A. Yes, it matters greatly. Anti-avoidance legislation varies enormously from country to country. It is essential to understand this legislation and how it may affect you and any structure you might set up. Not surprisingly, a structure that is effective, compliant and legal for a resident of the UK may be completely different to a structure that achieves the same result for a resident of South Africa. It is vitally important to understand the legislation in your country of residence and how it affects any offshore structure you may be contemplating.
Q. What do I have to tell my home tax authority?
A. This will vary depending on your country of residence. Sometimes it is possible to create a structure in such a way that your interest in it does not have to be reported. Sometimes it is possible to create a structure that has to be reported but which is still effective. And sometimes it is possible to create a structure that doesn’t have to be reported, but which would be still be effective if it were. The latter is the ideal solution but any of the three possibilities should assist in legally mitigating tax.
Q. What is the best International Finance Centre (IFC) for me?
A. The answer to this will vary considerably depending on a number of different factors:
- Your country of residence;
- Your nationality;
- The purpose for which you are setting up the structure;
- The location of your customers or anybody who deals with your entity;
- The changing perceptions of public opinion and foreign governments – for example, an IFC with a very good reputation may not keep that reputation.
Sovereign has offices or agents in all major IFCs and is therefore well placed to advise on this aspect
Q. Will I have to travel regularly to an International Finance Centre?
A. No. There should be no need to travel regularly to your IFC so the choice need not be limited by geographical considerations. As explained earlier, to be effective for residents of most countries the offshore structure will almost certainly have to be managed offshore. For example, a Hong Kong company could have a bank account in the Isle of Man and directors based in Monaco. The beneficial owner of the company could, subject to relevant anti-avoidance legislation, be resident anywhere in the world and need never actually travel to Monaco, the Isle of Man or Hong Kong. It would however be prudent to visit the service provider that is going to have control over the affairs of your company to make sure that you are compatible and to satisfy yourself that it has the expertise and infrastructure to ensure that your company is run smoothly and effectively.
Q. Is there less regulation offshore?
A. No. Quite the opposite. IFCs, certainly the reputable ones, are more heavily regulated than onshore jurisdictions. For example, a company in the UK that sets up and manages UK companies is not required to have any form of licence or authorisation. The same is not true offshore. Corporate service providers based in IFCs are heavily regulated and are required to obtain a licence before commencing business and to renew that licence every year. The conditions under which licences can be obtained and retained are increasingly onerous.
Q. Why do I have to explain the source of my assets?
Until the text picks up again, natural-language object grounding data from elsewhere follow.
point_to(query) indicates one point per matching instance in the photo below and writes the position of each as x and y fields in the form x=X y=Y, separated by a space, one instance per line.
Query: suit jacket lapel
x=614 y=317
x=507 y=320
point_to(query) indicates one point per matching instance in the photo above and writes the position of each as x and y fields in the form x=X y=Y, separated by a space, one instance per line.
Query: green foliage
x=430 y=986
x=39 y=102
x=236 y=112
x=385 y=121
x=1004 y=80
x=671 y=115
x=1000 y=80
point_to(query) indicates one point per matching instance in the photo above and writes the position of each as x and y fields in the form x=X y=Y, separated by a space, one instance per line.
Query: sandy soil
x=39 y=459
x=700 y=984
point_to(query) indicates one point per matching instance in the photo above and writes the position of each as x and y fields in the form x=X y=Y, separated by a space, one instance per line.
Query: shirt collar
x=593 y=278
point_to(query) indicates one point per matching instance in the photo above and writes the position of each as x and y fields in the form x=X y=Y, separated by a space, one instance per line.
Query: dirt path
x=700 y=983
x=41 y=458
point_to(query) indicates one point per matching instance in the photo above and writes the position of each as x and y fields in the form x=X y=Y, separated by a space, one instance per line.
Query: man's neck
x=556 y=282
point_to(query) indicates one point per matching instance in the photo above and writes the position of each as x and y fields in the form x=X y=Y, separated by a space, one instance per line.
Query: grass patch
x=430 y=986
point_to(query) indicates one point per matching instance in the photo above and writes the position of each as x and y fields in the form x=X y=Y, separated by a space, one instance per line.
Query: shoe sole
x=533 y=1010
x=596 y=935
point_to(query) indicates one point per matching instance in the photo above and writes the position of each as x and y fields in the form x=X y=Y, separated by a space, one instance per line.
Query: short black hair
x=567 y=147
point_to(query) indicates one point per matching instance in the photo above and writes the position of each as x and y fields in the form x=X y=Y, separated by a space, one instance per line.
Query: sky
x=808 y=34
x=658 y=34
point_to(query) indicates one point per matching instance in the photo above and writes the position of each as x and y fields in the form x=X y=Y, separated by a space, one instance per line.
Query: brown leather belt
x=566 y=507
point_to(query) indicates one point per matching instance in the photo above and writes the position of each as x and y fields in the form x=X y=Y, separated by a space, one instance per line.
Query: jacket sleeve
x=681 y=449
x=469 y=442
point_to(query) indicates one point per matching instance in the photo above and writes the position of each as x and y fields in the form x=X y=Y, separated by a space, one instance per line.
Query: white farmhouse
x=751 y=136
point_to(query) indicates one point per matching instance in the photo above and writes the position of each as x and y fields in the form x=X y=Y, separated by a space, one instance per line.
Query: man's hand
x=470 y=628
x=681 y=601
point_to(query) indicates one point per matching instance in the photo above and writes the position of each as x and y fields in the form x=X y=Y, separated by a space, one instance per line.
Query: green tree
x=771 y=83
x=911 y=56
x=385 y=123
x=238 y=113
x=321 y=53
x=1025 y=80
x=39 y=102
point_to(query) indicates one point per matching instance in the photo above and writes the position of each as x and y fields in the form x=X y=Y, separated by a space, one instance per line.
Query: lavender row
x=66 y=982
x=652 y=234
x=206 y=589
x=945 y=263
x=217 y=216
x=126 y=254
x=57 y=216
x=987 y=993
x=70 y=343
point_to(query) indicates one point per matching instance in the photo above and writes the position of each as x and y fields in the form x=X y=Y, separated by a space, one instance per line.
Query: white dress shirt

A. For many years the leading industrial countries, acting largely through supranational organisations such as the OECD and the FATF, have been trying to combat money laundering, particularly in relation to drug trafficking. This process was accelerated and refocused after 9/11, with the major objective being to prevent terrorists from receiving funds. All financial institutions of any description, both onshore and offshore, now have to identify their clients, monitor their transactions, understand their business and know where, when and how a client has accumulated wealth.
Q. Why do I have to give proof of my identity?
A. For the same reason that you must prove the source of your assets. It is part of the due diligence required before any regulated operator is allowed to take you on as a client. Criminal activities and terrorist financing can only function by having access to untraceable funds. The need to provide due diligence is a source of irritation to many clients (and represents a major cost to the service provider). Unfortunately, there is no way round this. It is a legal requirement to obtain and verify this information before doing business.